Moving on to an intermediate example, let’s incorporate a different distance metric to show how it can affect the clustering outcome. While the ward() function itself does not directly allow the specification of a different distance metric, you can precompute distances and pass them to the function indirectly through other clustering functions available in SciPy.

from scipy.cluster.hierarchy import ward, dendrogram
import matplotlib.pyplot as plt
import numpy as np
from scipy.spatial.distance import pdist, squareform
from scipy.cluster.hierarchy import linkage

dataset_2 = np.random.rand(10, 2) # Generating a random dataset

# Calculate the pairwise distances between points
distances = pdist(dataset_2, 'euclidean')

# Perform hierarchical clustering using Ward's method
linkage_matrix_2 = linkage(distances, 'ward')
plt.figure(figsize=(10, 7))
dendrogram(linkage_matrix_2)
plt.title('Hierarchical Clustering with Euclidean Distance')
plt.show()

Output (may vary):

This approach allows for greater flexibility in preprocessing steps, letting you experiment with various distance metrics and preprocessing techniques before clustering.
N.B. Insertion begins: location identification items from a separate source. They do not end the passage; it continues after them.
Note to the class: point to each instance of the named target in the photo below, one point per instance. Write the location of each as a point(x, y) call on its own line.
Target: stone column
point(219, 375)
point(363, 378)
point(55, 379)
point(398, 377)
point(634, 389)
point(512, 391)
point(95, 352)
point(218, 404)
Advanced Example: Integrating with Pandas and Real-world Data

For a more advanced example, we’ll apply Ward’s clustering method to a real-world dataset. We’ll use the Iris dataset, a classic dataset in the field of machine learning and statistics, showcasing how hierarchical clustering can reveal natural groupings within complex data. Further integrating with the Pandas library will facilitate data manipulation and analysis.

from scipy.cluster.hierarchy import ward, dendrogram
import matplotlib.pyplot as plt

from scipy.cluster.hierarchy import ward, dendrogram
from sklearn.datasets import load_iris
import pandas as pd

# Load the Iris dataset
iris = load_iris()
iris_df = pd.DataFrame(iris.data, columns=iris.feature_names)

# Perform Ward's clustering
linkage_matrix_3 = ward(iris_df)

# Plot the dendrogram
plt.figure(figsize=(10, 7))
dendrogram(linkage_matrix_3, labels=iris.target_names[iris.target])
plt.title('Iris Dataset Ward Clustering')
plt.show()

Output:

This example illustrates the process of applying the ward() function to a real-world dataset, demonstrating its utility in uncovering natural clusters and providing insights into data structure. Through this example, we see how combining SciPy’s hierarchical clustering capabilities with Pandas for data management creates a powerful toolset for data analysis.

Conclusion

The ward() function in SciPy’s cluster.hierarchy module is a versatile tool for hierarchical clustering, offering a means to deepen understanding of data through the lens of natural grouping. Starting from basic principles and moving towards more complex applications, we’ve seen how it can be applied to datasets of varying sizes and complexities, illustrating its broad utility in data science and analysis. Whether you’re embracing Ward’s method for academic research, industry projects, or exploratory data analysis, it provides a solid foundation for insightful data clustering.